The 5 F's Project just wrapped up it's busy season! Jon was right in the middle of this, starting out his day at 7:00, usually working through lunch and getting home around 5:00 or a little after. He sometimes came home for lunch but none of the people he works with stop for lunch so he often presses on. Our people here are very accustomed to fasting days and are no stranger to skipping meals. He also got to spend huge chunks of his day with his boss, Tafera, and he loved this time to glean from his experience and wisdom.
Seedlings of indigenous plants are planted by the 5 F Project and local farmers and when ready, are taken to surrounding communities and farmers.
There are usually about 14 workers, manually loading thousands of seedlings, driving to a location and then unloading.
Communication is difficult and our inability with Amharic is frustrating but I know that his big smile, hard work and interest in people speaks loudly. He knows everyones names and according to a friend, "The most beautiful sound someone can ever hear is the sound of their own name". (Thanks Amber L, that has always stuck with me!)

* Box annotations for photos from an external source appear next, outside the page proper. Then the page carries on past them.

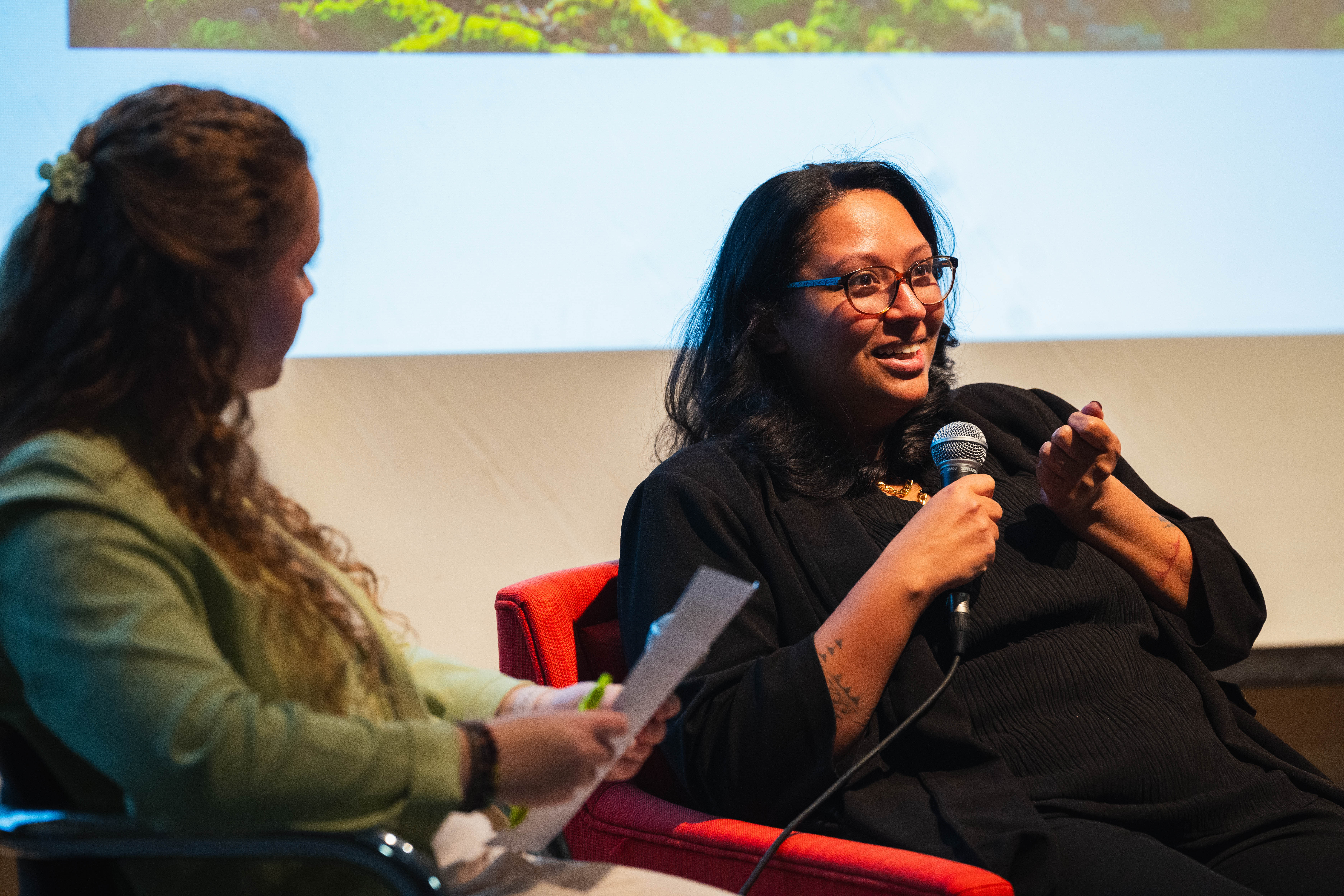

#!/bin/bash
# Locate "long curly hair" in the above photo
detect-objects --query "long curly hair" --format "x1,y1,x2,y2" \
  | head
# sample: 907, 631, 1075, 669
0, 85, 392, 712
656, 160, 957, 498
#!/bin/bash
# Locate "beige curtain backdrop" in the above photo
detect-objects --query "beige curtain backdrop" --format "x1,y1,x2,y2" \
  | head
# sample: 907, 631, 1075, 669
254, 336, 1344, 668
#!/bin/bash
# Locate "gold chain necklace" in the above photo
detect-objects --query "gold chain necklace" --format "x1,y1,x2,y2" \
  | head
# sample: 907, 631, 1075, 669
878, 480, 929, 504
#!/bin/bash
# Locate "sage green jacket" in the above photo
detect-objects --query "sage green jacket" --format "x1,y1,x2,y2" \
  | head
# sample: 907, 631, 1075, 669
0, 431, 519, 846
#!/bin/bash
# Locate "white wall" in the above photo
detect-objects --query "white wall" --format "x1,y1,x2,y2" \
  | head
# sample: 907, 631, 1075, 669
255, 336, 1344, 668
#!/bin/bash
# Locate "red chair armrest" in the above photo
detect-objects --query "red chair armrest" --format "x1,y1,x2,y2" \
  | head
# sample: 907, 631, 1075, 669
566, 785, 1012, 896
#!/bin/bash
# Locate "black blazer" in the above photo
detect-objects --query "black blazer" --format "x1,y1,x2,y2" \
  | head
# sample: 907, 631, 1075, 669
618, 384, 1344, 895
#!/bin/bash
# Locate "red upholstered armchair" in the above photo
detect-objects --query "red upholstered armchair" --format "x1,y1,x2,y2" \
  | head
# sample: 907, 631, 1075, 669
495, 563, 1012, 896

Seedlings at the project, before any deliveries started.
The Littles and I usually saw him at least once during that day when they come back for loads. If we are out and about and see the truck, we go over and chat a bit, helping where we can.
Here is a small crew finishing an unload.
The Littles love helping and take their job very seriously.
Women do the heavy lifting here, hauling big and heavy loads on their backs. Jon is still balancing where he fits in this, often doing "women's work" with the approval of his Ethiopian boss.
Going on a delivery one day
Trekking through all sorts of terrain to make their deliveries, they make the US Post office look weak, through rain or high water, they press on.
Usually with plenty of adorable onlookers.
Grasses are valued here as fodder (animal feed) and possible erosion control.
Some of the work force on the last day!